Massachusetts HB 1400 will be voted on in committee soon, perhaps as early as July 13th. It would establish a presumption of equally shared parenting in case of divorce or separation. If a judge deviated from an equally shared arrangement, he/she would have to write an opinion detailing the reasons for ordering unequal parenting. This article is a pretty balanced view of the subject on the part of a paper that’s on record as opposing the bill (Boston Globe, 7/5/10). Full disclosure: the article quotes Dr. Ned Holstein who is a board member of Fathers & Families as am I.

The piece is not the “fathers want custody, so let’s find a way to trash fathers” type of article we’ve become accustomed to. On the contrary, the father around whom the writer constructs his piece is an upstanding man, a police officer who works two jobs and has never engaged in domestic violence. He strongly desires an equal role in caring for his new son, but, despite his motivation and qualifications, the court said ‘no.’ So readers are meant to sympathize with him and, by extension, dads generally.

Not only that, but the piece adds a vital bit of information to the debate in Massachusetts, one that’s new to me. It cites a 1993 study of 501 custody decisions in Worcester County that found that mothers were awarded sole physical custody in 83.2% of cases. Dads got sole custody in 8.8% of cases and joint physical custody was awarded in 8% of cases.

Of course that’s not a recent study, but consider this: the United States Census Bureau statistics show that nationwide, in 1993, 83.9% of custodial parents were mothers. By 2005, that figure was 83.8%. So in 1993, when the Worcester County study was done, awards of physical custody almost exactly tracked those in the country at large. And the Census Bureau’s data show that patterns of custody awards haven’t changed a bit since 1993. That at the very least suggests that Massachusetts still awards sole physical custody to mothers about 83% of the time. Time passes, but fathers’ access to their children never seems to improve.

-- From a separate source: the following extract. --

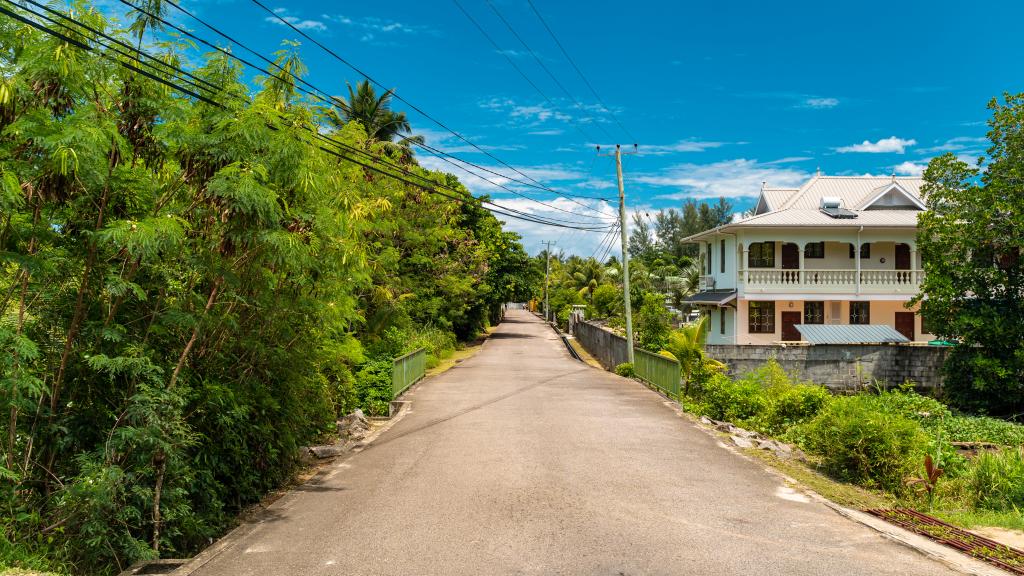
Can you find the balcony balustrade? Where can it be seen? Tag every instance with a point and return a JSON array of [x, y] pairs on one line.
[[830, 281]]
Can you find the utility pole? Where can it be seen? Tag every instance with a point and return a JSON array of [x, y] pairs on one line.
[[626, 257], [547, 275]]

And that’s the short answer to the people quoted in the article who say that child custody should be decided on an “individualized” basis. Now, of course there’s nothing in HB 1400 that removes a judge’s power to do exactly that. In cases in which one parent is violent or unfit to parent, judges can deviate from the equally-shared presumption. But the simple, clear fact is that, without the presumption, children end up with at best a tenuous relationship with one parent. Eighty-three percent of the time, that parent is the dad.

That brings us back to where we so often find ourselves when child custody law is the topic. Opponents of shared custody never answer the most obvious of questions, “what’s so good about the current system?” They oppose change. They oppose equally shared parenting, but uniformly fail to propose an alternative. That can only mean they’re happy with the status quo.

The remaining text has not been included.